Knowledge Query Tools¶

This section documents tools for information retrieval and knowledge querying in DeepCritical.

Overview¶

Knowledge Query tools provide capabilities for retrieving information from various knowledge sources, including web search, databases, and structured knowledge bases.

Available Tools¶

Web Search Tools¶

WebSearchTool¶

Performs web searches and retrieves relevant information.

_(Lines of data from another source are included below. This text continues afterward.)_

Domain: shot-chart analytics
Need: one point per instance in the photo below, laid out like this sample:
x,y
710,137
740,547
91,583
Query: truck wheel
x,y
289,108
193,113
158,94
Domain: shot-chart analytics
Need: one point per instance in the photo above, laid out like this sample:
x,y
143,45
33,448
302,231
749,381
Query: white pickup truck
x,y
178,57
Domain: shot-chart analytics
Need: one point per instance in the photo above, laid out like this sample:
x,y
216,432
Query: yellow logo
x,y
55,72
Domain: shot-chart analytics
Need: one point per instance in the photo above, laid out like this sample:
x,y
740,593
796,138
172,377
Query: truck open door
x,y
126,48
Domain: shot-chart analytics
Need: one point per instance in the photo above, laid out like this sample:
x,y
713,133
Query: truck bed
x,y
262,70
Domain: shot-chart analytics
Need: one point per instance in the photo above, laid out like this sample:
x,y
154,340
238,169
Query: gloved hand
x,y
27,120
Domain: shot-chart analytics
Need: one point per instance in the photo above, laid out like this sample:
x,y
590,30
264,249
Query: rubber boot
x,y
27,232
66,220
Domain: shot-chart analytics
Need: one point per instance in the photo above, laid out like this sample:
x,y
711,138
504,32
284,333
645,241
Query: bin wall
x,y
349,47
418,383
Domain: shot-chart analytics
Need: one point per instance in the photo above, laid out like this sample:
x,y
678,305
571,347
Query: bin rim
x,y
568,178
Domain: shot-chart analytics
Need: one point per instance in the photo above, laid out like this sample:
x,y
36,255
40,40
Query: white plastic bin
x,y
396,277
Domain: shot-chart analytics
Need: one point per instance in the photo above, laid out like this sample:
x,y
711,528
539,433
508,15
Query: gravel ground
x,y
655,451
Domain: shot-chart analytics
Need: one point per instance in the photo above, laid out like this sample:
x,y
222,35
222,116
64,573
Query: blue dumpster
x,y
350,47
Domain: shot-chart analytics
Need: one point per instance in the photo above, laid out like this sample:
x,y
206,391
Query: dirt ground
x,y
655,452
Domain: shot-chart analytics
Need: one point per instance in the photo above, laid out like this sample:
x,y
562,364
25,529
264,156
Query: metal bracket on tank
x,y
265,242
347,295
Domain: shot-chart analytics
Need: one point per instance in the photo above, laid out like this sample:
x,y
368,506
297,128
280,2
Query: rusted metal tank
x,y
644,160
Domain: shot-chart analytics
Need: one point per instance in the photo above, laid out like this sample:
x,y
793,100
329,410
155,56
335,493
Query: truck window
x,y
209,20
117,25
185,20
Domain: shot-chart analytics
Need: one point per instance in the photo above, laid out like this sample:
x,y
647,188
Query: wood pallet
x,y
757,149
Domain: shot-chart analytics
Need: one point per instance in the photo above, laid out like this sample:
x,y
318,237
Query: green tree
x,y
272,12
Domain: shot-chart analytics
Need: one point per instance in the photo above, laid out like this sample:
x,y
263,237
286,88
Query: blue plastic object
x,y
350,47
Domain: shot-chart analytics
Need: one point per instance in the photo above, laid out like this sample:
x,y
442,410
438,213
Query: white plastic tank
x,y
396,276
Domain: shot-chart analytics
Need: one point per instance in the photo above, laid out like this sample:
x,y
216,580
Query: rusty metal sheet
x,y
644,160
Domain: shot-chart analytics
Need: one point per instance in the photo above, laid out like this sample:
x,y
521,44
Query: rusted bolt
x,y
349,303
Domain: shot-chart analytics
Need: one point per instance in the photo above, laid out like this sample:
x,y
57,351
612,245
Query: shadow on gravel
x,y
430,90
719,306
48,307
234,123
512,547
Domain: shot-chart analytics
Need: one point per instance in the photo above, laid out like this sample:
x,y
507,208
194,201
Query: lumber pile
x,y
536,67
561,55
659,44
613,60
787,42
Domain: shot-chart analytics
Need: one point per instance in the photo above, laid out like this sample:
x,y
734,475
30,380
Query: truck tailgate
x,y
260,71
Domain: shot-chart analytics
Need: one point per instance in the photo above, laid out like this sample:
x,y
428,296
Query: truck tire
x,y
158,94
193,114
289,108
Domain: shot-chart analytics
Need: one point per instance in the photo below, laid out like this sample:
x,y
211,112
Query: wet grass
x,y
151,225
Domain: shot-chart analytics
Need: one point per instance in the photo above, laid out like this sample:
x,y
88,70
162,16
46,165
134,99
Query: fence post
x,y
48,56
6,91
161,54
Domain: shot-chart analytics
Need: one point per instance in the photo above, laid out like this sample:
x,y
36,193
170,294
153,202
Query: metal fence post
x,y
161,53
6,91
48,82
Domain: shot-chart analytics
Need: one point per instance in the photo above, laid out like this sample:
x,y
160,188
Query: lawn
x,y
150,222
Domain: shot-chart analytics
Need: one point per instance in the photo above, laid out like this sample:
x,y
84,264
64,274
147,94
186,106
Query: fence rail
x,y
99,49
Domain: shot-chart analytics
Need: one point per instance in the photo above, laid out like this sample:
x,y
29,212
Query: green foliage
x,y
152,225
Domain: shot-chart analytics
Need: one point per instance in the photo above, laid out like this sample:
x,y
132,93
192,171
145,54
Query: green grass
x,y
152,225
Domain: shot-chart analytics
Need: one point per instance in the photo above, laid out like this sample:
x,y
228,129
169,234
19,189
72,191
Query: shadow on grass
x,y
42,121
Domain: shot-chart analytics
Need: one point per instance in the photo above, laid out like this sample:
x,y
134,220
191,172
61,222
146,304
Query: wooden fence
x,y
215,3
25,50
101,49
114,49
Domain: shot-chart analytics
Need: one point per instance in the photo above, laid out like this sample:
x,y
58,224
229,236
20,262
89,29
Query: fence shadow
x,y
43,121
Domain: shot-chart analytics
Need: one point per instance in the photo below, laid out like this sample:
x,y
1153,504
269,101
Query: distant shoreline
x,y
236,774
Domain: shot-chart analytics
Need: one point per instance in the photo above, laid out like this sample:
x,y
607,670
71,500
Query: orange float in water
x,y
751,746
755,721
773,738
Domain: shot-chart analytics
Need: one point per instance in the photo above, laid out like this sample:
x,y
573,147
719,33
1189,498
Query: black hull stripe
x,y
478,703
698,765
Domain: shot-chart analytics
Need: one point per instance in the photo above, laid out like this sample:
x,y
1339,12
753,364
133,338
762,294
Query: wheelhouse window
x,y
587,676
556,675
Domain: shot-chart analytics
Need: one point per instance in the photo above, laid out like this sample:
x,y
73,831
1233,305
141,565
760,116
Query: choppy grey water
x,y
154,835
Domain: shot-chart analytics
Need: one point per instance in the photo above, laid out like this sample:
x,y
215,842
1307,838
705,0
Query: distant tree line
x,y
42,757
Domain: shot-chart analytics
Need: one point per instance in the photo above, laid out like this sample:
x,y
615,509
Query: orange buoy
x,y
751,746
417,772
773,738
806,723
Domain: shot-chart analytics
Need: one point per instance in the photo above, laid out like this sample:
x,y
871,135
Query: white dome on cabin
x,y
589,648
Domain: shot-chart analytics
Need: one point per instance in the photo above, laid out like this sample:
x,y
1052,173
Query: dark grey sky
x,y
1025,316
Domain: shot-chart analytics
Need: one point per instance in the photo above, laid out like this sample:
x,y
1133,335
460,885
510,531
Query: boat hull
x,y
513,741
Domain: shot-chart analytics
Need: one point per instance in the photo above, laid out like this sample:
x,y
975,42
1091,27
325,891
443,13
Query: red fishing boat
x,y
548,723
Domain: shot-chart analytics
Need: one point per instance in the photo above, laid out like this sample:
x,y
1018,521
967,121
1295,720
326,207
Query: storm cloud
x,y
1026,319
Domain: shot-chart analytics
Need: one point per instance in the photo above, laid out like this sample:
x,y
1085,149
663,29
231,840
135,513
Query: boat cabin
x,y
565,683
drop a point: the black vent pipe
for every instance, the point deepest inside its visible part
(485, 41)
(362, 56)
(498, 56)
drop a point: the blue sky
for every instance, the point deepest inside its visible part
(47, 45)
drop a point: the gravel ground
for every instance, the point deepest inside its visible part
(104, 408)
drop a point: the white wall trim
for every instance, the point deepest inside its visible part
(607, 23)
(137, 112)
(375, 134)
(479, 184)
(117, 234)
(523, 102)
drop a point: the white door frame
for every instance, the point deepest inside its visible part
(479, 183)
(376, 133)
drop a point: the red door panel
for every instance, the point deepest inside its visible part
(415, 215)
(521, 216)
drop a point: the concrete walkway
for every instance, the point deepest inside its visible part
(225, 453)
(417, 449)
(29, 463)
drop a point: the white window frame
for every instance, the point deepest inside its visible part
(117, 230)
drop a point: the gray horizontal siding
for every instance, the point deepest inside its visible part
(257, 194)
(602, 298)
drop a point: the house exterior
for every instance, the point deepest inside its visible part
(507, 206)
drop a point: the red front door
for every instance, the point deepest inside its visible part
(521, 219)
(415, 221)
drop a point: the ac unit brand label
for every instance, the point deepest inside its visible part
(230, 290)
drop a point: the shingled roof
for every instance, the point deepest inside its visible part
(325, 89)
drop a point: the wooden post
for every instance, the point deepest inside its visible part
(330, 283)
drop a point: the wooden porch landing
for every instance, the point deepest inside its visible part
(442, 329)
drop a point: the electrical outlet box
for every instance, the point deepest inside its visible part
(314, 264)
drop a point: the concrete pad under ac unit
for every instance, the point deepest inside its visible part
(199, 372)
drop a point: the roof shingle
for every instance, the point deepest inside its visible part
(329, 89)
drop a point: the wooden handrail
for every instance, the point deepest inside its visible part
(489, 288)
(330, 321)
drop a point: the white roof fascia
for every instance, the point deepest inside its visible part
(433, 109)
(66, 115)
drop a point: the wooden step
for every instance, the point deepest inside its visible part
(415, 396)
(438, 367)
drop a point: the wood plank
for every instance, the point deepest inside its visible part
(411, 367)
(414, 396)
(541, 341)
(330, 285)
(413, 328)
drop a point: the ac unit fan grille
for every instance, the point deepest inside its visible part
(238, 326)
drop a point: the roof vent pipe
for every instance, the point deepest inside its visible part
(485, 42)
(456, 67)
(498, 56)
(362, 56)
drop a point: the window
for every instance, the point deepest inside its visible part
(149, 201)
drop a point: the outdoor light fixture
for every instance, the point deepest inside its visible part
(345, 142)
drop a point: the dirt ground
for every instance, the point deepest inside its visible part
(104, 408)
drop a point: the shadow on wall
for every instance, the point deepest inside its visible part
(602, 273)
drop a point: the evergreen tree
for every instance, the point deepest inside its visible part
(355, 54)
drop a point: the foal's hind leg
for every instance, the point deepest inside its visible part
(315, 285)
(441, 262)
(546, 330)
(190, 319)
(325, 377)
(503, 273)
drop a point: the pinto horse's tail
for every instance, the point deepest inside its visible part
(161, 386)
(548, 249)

Location: DeepResearch.src.tools.websearch_tools.WebSearchTool

Capabilities: - Multi-engine search (Google, DuckDuckGo, Bing) - Content extraction and summarization - Relevance filtering - Result ranking and deduplication

Usage:

from DeepResearch.src.tools.websearch_tools import WebSearchTool

tool = WebSearchTool()
result = await tool.run({
    "query": "machine learning applications",
    "num_results": 10,
    "engines": ["google", "duckduckgo"]
})

Parameters: - query: Search query string - num_results: Number of results to return (default: 10) - engines: List of search engines to use - max_age_days: Maximum age of results in days - language: Language for search results

ChunkedSearchTool¶

Performs chunked searches for large query sets.

Location: DeepResearch.src.tools.websearch_tools.ChunkedSearchTool

Capabilities: - Large-scale search operations - Query chunking and parallel processing - Result aggregation and deduplication - Memory-efficient processing

Usage:

from DeepResearch.src.tools.websearch_tools import ChunkedSearchTool

tool = ChunkedSearchTool()
result = await tool.run({
    "queries": ["query1", "query2", "query3"],
    "chunk_size": 5,
    "max_concurrent": 3
})

Database Query Tools¶

DatabaseQueryTool¶

Executes queries against structured databases.

Location: DeepResearch.src.tools.database_tools.DatabaseQueryTool

Capabilities: - SQL query execution - Result formatting and validation - Connection management - Query optimization

Supported Databases: - PostgreSQL - MySQL - SQLite - Neo4j (graph database)

Usage:

from DeepResearch.src.tools.database_tools import DatabaseQueryTool

tool = DatabaseQueryTool()
result = await tool.run({
    "connection_string": "postgresql://user:pass@localhost/db",
    "query": "SELECT * FROM research_data WHERE topic = %s",
    "parameters": ["machine_learning"],
    "max_rows": 1000
})

Knowledge Base Tools¶

KnowledgeBaseQueryTool¶

Queries structured knowledge bases and ontologies.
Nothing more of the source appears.